9. Rani Therapeutics Highlighted RT-111 Development Program for Multiple Indications

Date- October 24, 2022     

Product: RT-111

  • The company reported the preclinical development of RT-111, a RaniPill GO capsule containing a biosimilar of Stelara (ustekinumab)
  • The results from part 1 of the P-I study for RT-102 meeting all of the EPs & were well-tolerated. RT-102 orally delivered 20 & 80µg of PTH with 300-400% greater bioavailability over Forteo (20µg, SC). The repeat-dose results from Part 2 of the P-I study for RT-102 for the treatment of osteoporosis are expected in Q4’22
  • The company plans to initiate in vivo studies with a fully-autonomous RaniPill HC in Q4’22 to deliver payloads of ~20mg with high bioavailability.
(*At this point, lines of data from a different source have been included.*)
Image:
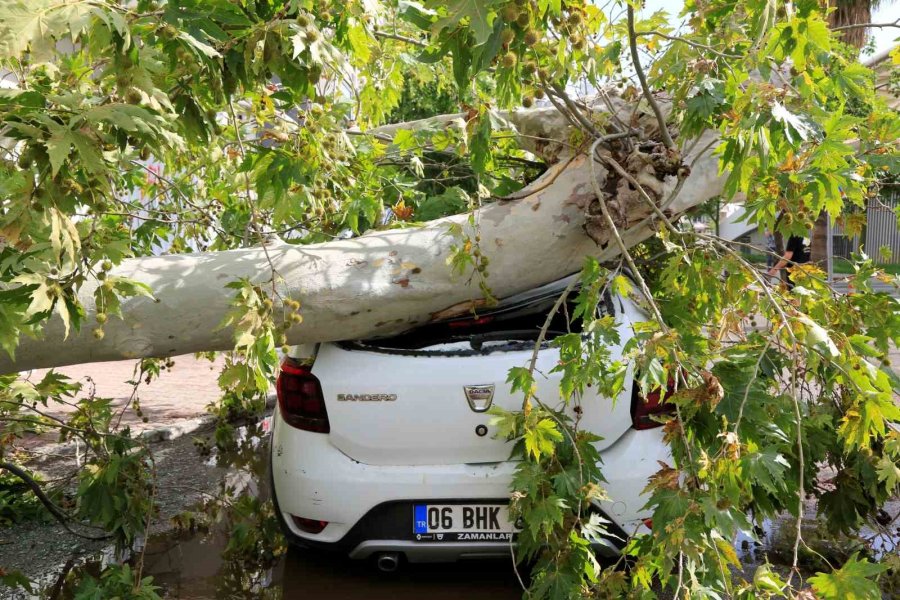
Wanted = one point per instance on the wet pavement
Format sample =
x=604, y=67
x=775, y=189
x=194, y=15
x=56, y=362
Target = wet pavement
x=194, y=570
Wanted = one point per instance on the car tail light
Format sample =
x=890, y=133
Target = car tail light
x=644, y=409
x=309, y=525
x=300, y=398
The P-II study of RT-102 & P-I study with three pipeline molecules is expected to be initiated in 2023

10. Similis Bio Entered into a Development and License Agreement with Blau Farmaceutica to Co-Develop Four Biosimilar Programs

Date- October 25, 2022     

Product: N/A

  • Similis Bio collaborated with Blau Farmacêutica for 4 biosimilar assets targeted indications in oncology, inflammation, and blood disorders
  • Similis Bio uses its expertise and experience to support programs & provides additional treatment options for debilitating diseases patients & will be responsible to provide full processes and associated IP for tech transfer to Blau incl. cell lines, analytical data, and methodologies, and upstream/downstream processes
  • Blau gets exclusive rights globally and intends to sell in America by itself and partner with local organizations in other regions & will be responsible for domestic development and seeking regulatory approval in Latin American markets

11. Biogen Requests a Preliminary Injunction in BPCIA Case Against Sandoz Proposed Biosimilar of Tysabri (natalizumab)

Date- October 27, 2022

Product: Tysabri (natalizumab)

  • In its BPCIA case against Sandoz regarding Sandoz's proposed Tysabri biosimilar, Biogen asks for a preliminary injunction (natalizumab). The joint stipulation of the parties and the proposed schedule for a motion for a preliminary injunction were addressed in a sealed order that the Court issued on Oct 20, 2022
  •  A redacted version of Biogen's 107-page sealed complaint against Sandoz was recently released. Biogen claims that Sandoz's submission of an aBLA for PB006, a potential biosimilar of TYSABRI, violates 28 patents under the BPCIA
  •  Biogen also claims that patents covering the production of Abs are being violated. Tysabri is a humanized mAb targeting alpha-4 integrin & is indicated for MS and CD

Related Post: Insights+ Key Biosimilars Events of September 2022


Senior Editor

Neha is a Senior Editor at PharmaShots. She is passionate and very enthusiastic about recent updates and developments in the life sciences and pharma industry. She covers Biopharma, MedTech, and Digital health segments along with different reports at PharmaShots. She can be contacted at connect@pharmashots.com.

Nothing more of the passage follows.